By Dr. Wilson Compton, MD, MPE, Consultation Event Co-Chair & Deputy Director, National Institute on Drug Abuse (NIDA), National Institutes of Health, Department of Health and Human Services, USA.

Drugs, both legal (e.g., alcohol, nicotine) and illegal (e.g., cocaine, methamphetamine, heroin, marijuana) as well as abused psychotherapeutics (opioid analgesics, stimulant medications, benzodiazepines) can be abused for several reasons, including the pursuit of pleasure, altered mental states, improved performance or, in certain instances, alleviation of a psychiatric disorder. However, stunning advances in the neurosciences have shown that, whatever the reason behind the initiation of an abuse trajectory, chronic drug abuse affects the brain in ways that undergird the stereotypic behavioural disruptions that characterise addicted individuals.

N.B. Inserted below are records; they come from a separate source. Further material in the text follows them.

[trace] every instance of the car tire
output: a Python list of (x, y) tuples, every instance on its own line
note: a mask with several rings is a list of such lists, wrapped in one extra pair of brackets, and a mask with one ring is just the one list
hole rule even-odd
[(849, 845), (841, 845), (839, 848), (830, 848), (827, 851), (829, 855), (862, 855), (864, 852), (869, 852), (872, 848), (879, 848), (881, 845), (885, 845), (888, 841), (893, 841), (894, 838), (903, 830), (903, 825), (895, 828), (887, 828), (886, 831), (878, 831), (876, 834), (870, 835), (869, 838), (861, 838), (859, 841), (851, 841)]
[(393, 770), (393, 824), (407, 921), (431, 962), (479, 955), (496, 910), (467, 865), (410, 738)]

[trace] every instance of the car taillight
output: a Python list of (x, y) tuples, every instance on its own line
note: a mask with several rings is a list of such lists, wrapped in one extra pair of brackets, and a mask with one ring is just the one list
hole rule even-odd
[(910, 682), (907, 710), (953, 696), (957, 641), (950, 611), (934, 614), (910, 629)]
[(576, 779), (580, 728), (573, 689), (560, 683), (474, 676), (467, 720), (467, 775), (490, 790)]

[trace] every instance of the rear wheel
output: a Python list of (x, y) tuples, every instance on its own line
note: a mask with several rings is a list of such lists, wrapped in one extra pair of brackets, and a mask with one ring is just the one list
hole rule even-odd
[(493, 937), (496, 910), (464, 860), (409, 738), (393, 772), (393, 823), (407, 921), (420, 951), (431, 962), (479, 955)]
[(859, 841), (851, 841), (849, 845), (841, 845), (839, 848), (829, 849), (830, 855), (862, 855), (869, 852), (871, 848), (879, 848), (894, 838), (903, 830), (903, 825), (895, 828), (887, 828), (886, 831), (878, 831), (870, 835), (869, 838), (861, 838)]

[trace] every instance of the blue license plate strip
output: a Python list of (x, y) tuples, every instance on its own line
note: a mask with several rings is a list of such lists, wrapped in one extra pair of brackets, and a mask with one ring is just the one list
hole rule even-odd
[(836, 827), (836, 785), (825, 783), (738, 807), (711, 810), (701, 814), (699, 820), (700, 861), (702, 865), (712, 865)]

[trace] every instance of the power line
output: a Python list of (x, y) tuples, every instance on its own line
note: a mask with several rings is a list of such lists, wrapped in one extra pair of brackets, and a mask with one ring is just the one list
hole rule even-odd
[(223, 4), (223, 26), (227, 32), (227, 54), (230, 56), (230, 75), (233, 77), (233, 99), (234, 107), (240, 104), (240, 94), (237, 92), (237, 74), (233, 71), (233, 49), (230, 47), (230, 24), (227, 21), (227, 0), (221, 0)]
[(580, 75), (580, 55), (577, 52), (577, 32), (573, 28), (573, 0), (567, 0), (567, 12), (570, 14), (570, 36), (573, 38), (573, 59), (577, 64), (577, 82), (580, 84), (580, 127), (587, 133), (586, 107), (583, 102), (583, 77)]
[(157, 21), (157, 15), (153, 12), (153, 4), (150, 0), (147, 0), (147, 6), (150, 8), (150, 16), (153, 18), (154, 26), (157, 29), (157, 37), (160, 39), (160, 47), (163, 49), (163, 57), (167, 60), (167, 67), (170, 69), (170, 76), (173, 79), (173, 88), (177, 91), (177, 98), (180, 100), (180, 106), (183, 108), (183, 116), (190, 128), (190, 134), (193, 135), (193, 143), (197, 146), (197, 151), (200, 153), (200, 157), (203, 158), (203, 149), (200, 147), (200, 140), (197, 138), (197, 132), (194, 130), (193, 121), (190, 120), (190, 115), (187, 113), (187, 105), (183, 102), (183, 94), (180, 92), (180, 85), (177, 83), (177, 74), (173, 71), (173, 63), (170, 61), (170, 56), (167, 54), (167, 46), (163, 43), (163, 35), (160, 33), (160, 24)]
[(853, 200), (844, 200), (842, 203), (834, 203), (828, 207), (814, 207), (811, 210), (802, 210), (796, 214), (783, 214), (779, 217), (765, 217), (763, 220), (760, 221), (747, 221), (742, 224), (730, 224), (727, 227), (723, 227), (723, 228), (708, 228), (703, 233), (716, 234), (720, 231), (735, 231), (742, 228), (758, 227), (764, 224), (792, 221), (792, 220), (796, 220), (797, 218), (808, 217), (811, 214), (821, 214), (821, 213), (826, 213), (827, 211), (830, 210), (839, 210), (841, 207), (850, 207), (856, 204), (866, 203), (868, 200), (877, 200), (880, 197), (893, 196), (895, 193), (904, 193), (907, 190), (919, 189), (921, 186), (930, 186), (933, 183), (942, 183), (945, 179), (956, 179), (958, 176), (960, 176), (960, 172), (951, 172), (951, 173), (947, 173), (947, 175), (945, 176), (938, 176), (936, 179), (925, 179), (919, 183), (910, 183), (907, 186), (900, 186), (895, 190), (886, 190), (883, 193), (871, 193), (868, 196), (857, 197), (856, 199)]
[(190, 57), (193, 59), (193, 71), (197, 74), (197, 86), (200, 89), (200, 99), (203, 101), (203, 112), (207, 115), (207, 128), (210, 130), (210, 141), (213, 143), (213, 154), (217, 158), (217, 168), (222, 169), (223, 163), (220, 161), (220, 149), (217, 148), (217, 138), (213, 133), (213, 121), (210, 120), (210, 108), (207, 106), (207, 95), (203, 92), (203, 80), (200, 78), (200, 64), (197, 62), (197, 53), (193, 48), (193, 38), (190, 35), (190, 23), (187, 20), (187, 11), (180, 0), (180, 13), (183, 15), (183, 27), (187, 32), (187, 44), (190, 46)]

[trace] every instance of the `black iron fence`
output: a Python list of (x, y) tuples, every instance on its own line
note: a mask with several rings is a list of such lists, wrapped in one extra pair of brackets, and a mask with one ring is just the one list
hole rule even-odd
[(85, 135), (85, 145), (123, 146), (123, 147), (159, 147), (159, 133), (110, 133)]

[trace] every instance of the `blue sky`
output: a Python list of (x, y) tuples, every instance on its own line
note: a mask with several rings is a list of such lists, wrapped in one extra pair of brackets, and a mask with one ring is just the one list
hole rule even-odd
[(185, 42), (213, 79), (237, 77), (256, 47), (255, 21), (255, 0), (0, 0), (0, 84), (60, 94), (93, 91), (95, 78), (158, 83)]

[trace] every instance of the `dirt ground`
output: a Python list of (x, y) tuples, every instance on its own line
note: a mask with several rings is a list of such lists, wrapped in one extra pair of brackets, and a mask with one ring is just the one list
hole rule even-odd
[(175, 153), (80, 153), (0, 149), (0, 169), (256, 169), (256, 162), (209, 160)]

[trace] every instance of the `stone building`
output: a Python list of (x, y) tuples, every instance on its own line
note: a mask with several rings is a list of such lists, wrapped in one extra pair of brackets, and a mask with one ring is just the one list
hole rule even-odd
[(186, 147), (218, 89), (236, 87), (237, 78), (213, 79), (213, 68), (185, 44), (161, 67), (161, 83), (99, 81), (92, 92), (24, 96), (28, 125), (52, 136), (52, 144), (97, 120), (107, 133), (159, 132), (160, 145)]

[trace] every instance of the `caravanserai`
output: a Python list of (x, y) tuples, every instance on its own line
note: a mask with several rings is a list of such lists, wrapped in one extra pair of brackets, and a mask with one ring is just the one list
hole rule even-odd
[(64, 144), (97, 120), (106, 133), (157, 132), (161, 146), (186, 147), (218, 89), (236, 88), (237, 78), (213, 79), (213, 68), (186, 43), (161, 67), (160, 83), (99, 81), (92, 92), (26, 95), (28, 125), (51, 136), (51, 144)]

Addiction researchers have started to shed light on the ways in which chronic drug abuse changes the brain to cause the profound disruption we see in the behaviour of an addicted person. This is because drugs of abuse co-opt the brain’s neuronal circuits necessary for insight, reward, motivation, and social behaviours. These drug-induced changes are long-lasting, persisting even after years of drug discontinuation, which has led to the recognition of addiction as a chronic and relapsing disease. This model of addiction explains why addicted individuals make poor choices despite awareness of the negative consequences; why previously rewarding life situations and the threat of judicial punishment may not stop drug taking and why a medical rather than a criminal approach is more effective in curtailing addiction. When considered together, these effects amount to a compelling argument for considering addiction a bona fide chronic and relapsing disease of the brain. Importantly, they also point the way for the development of more effective interventions for the prevention and treatment of addiction.

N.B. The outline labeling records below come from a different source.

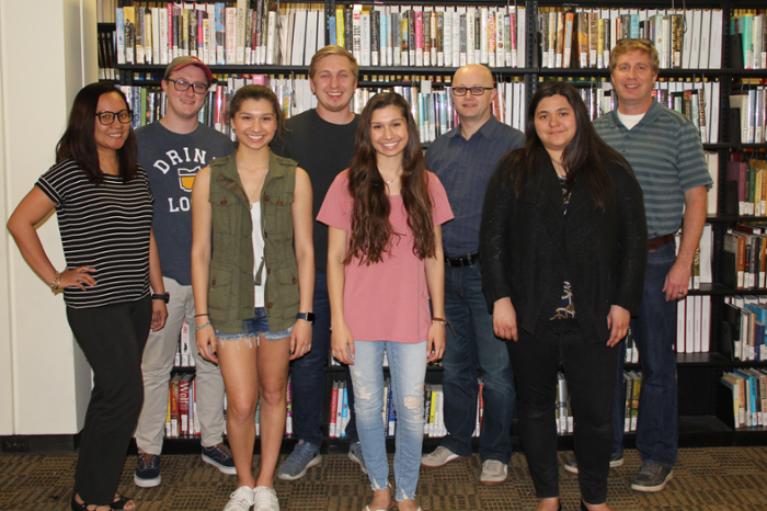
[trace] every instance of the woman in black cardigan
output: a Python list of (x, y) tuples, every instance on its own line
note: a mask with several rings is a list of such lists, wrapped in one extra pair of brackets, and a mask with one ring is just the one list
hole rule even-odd
[(642, 297), (648, 229), (629, 163), (594, 130), (577, 91), (542, 84), (527, 143), (506, 155), (482, 212), (482, 285), (495, 334), (507, 339), (519, 435), (538, 510), (561, 509), (557, 372), (575, 420), (582, 509), (609, 510), (613, 396), (625, 337)]

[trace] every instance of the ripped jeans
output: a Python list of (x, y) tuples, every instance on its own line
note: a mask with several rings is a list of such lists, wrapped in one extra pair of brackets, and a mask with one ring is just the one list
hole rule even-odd
[(384, 350), (389, 360), (391, 393), (397, 411), (394, 454), (396, 499), (415, 499), (423, 444), (423, 391), (426, 341), (416, 344), (391, 341), (354, 341), (354, 408), (365, 466), (374, 490), (389, 486), (384, 408)]

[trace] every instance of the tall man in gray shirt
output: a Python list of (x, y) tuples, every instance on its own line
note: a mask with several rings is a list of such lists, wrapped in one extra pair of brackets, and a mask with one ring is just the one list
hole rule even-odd
[(493, 316), (482, 294), (479, 228), (488, 180), (499, 160), (523, 147), (525, 136), (491, 114), (497, 95), (493, 76), (480, 65), (463, 66), (453, 77), (453, 102), (460, 125), (438, 137), (426, 151), (426, 167), (437, 174), (456, 215), (443, 226), (447, 330), (443, 365), (445, 427), (448, 435), (421, 465), (436, 468), (471, 455), (481, 368), (484, 415), (479, 441), (480, 481), (506, 480), (512, 456), (510, 429), (516, 402), (514, 374), (503, 341), (493, 333)]
[(202, 428), (203, 461), (224, 474), (236, 474), (224, 442), (224, 379), (218, 366), (197, 356), (192, 295), (192, 183), (214, 158), (234, 151), (231, 141), (199, 124), (213, 80), (210, 69), (195, 57), (178, 57), (162, 80), (165, 116), (136, 130), (138, 162), (147, 171), (154, 195), (154, 239), (160, 252), (162, 280), (170, 292), (168, 322), (151, 332), (144, 350), (144, 408), (136, 430), (139, 448), (134, 482), (142, 488), (160, 484), (160, 452), (168, 410), (168, 379), (173, 367), (179, 332), (186, 318), (190, 349), (196, 362), (197, 416)]
[[(706, 224), (706, 191), (712, 180), (700, 135), (691, 121), (653, 100), (657, 50), (648, 39), (623, 39), (610, 52), (610, 75), (618, 109), (594, 127), (631, 163), (644, 193), (648, 216), (648, 271), (639, 316), (631, 321), (642, 364), (637, 448), (642, 466), (636, 491), (665, 488), (676, 464), (676, 302), (687, 296), (692, 257)], [(684, 219), (675, 253), (674, 234)], [(626, 350), (621, 343), (621, 351)], [(613, 406), (615, 444), (610, 466), (623, 463), (623, 357), (618, 363)], [(577, 473), (574, 459), (564, 468)]]

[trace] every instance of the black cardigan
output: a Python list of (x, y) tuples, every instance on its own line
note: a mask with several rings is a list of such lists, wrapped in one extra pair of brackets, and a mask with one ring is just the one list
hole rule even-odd
[(514, 177), (499, 168), (488, 183), (480, 229), (482, 289), (490, 310), (511, 297), (517, 325), (540, 337), (570, 281), (575, 318), (587, 342), (609, 339), (607, 315), (618, 305), (637, 314), (648, 262), (642, 190), (620, 166), (608, 164), (616, 191), (602, 213), (585, 183), (562, 213), (562, 186), (548, 155), (528, 174), (519, 196)]

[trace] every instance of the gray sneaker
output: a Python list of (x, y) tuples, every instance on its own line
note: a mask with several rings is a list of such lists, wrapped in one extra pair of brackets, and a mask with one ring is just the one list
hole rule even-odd
[(229, 496), (224, 511), (250, 511), (253, 507), (253, 488), (241, 486)]
[(367, 468), (365, 468), (365, 458), (363, 457), (363, 445), (359, 442), (353, 442), (348, 446), (348, 458), (359, 465), (363, 474), (367, 474)]
[(283, 480), (300, 479), (306, 475), (307, 469), (319, 465), (321, 461), (319, 445), (299, 440), (293, 453), (279, 465), (277, 477)]
[(253, 488), (253, 511), (279, 511), (277, 492), (268, 486)]
[(503, 485), (508, 476), (508, 466), (497, 459), (486, 459), (482, 464), (480, 482), (484, 486)]
[(449, 448), (440, 445), (435, 448), (433, 453), (424, 454), (421, 457), (421, 466), (426, 468), (439, 468), (458, 459), (468, 459), (468, 457), (459, 456)]
[(631, 481), (631, 489), (646, 493), (661, 491), (666, 487), (666, 482), (671, 480), (673, 474), (674, 470), (668, 467), (653, 462), (644, 462), (639, 474)]
[[(623, 464), (623, 455), (622, 454), (614, 454), (613, 457), (610, 457), (610, 468), (619, 467)], [(575, 461), (575, 456), (571, 457), (566, 462), (564, 462), (564, 469), (568, 470), (571, 474), (577, 474), (577, 462)]]

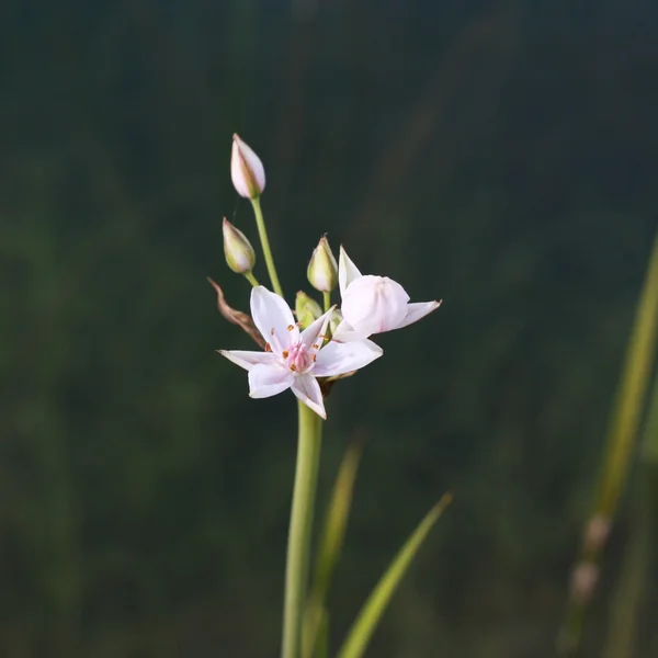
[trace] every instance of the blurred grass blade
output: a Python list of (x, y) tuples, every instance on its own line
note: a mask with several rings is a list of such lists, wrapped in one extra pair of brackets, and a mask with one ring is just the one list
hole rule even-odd
[[(302, 656), (313, 658), (328, 651), (328, 629), (325, 628), (322, 640), (322, 624), (328, 624), (326, 601), (333, 569), (342, 551), (342, 545), (348, 525), (354, 481), (359, 469), (359, 462), (363, 453), (363, 443), (354, 442), (348, 446), (340, 464), (333, 491), (329, 501), (325, 526), (318, 545), (316, 569), (313, 589), (304, 614)], [(325, 646), (322, 647), (322, 644)]]
[(612, 600), (603, 658), (632, 658), (635, 655), (642, 609), (647, 600), (646, 582), (650, 581), (649, 567), (656, 525), (658, 373), (654, 376), (637, 475), (638, 481), (633, 491), (631, 536), (624, 553), (620, 582)]
[(384, 576), (382, 576), (379, 582), (361, 609), (356, 621), (350, 629), (348, 638), (338, 653), (338, 658), (361, 658), (361, 656), (363, 656), (388, 601), (390, 601), (390, 598), (397, 589), (397, 586), (400, 583), (426, 536), (451, 501), (452, 495), (445, 494), (428, 512), (426, 518), (413, 531), (413, 534), (407, 540), (407, 543), (400, 548), (399, 553), (396, 555), (393, 563), (390, 563), (390, 566)]
[(574, 568), (571, 591), (559, 637), (558, 648), (563, 656), (578, 656), (581, 650), (585, 616), (599, 578), (601, 553), (612, 527), (631, 458), (636, 449), (637, 429), (656, 352), (657, 326), (658, 235), (654, 240), (633, 331), (626, 348), (626, 360), (616, 392), (597, 498), (586, 524), (581, 553)]

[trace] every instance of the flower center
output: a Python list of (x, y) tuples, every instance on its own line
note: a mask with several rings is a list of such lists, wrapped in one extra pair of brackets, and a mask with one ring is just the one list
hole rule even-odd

Addiction: A developmental Disorder

The propensity to use drugs is based in both individual predisposition and in environmental influences. Both of these factors, individual predisposition and their associated environments, interact with one another across human development. Environments that may influence future drug use include the prenatal intrauterine environment, infancy and childhood family environments, as well as the broader peer, neighbourhood, cultural, legal and social environments.

What has been observed is that experimentation with psychoactive substances generally starts in adolescence, a developmental stage characterised by risk-taking, novelty-seeking, and heightened sensitivity to peer-pressure, which might reflect incomplete development of brain regions involved in, eg. executive control, motivation, and decision making. In addition, epidemiological evidence shows that the process of addiction is much more likely to be triggered in an adolescent brain: convergent lines of evidence suggest that exposure to drugs or alcohol during adolescence may result in different neuroadaptations from those that occur during adulthood. Recent studies demonstrate eg. that the adolescent period is distinctly sensitive to long-term alteration by chronic exposure to ethanol or nicotine. This may explain the greater vulnerability of our youth to addiction. It appears that the fine balance in connections that normally exists between brain areas active in reward, motivation, learning and memory, and inhibitory control becomes severely disrupted in addiction.

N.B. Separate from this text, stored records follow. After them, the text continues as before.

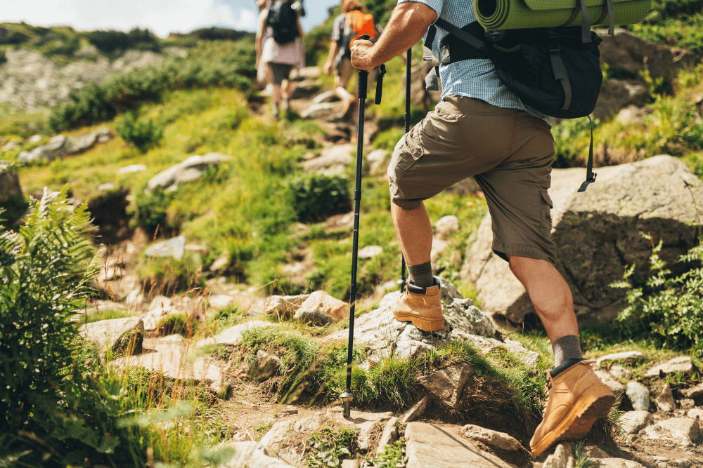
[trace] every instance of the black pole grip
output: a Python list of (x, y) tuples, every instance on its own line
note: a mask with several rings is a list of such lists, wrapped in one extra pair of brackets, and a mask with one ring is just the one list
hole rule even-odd
[(380, 72), (376, 78), (376, 105), (381, 103), (381, 95), (383, 94), (383, 76), (386, 74), (386, 66), (381, 64)]
[(359, 71), (359, 98), (366, 98), (366, 88), (368, 88), (368, 72)]

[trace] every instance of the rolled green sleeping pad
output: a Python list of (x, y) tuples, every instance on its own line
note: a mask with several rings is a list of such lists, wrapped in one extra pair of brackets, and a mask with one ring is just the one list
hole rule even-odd
[[(616, 25), (639, 22), (650, 12), (652, 0), (613, 0)], [(610, 23), (605, 0), (586, 0), (591, 25)], [(474, 11), (486, 29), (580, 26), (579, 0), (476, 0)]]

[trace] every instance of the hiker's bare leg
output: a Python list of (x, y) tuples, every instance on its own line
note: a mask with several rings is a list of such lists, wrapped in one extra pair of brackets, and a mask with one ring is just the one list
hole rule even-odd
[(510, 271), (527, 290), (550, 340), (554, 342), (567, 335), (578, 336), (574, 297), (554, 265), (536, 258), (509, 258)]
[(393, 225), (400, 242), (400, 248), (409, 265), (416, 265), (430, 261), (432, 250), (432, 226), (425, 203), (413, 210), (404, 210), (391, 203)]

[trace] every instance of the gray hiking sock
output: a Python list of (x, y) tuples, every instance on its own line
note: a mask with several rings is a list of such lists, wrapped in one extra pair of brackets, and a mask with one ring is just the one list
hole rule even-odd
[(583, 354), (581, 352), (581, 340), (576, 335), (567, 335), (555, 341), (552, 343), (552, 351), (554, 352), (555, 368), (569, 359), (583, 359)]
[(410, 281), (415, 286), (420, 288), (429, 288), (434, 286), (432, 262), (425, 262), (418, 265), (408, 265), (408, 272), (410, 273)]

Dopamine Neurobiology of Drugs of Abuse

Many different neurotransmitters have been implicated in the process of addiction, but dopamine, in particular, stands out as being consistently associated with the reinforcing effects of nearly all substances that humans abuse. Through various, often indirect mechanisms, drugs of abuse increase extracellular dopamine concentrations in limbic regions, including the nucleus accumbens (NAc) in ways that surpass the magnitude and/or duration of the fast dopamine increases that occur in the NAc when triggered by natural reinforcers such as food or sex. This is important because abnormally high or protracted increases of dopamine-mediated neuronal activity in these subcortical and related cortical brain structures are translated into vastly different (corrupted) messages about reward prediction, stimulus-response, approach behavior, learning and decision-making.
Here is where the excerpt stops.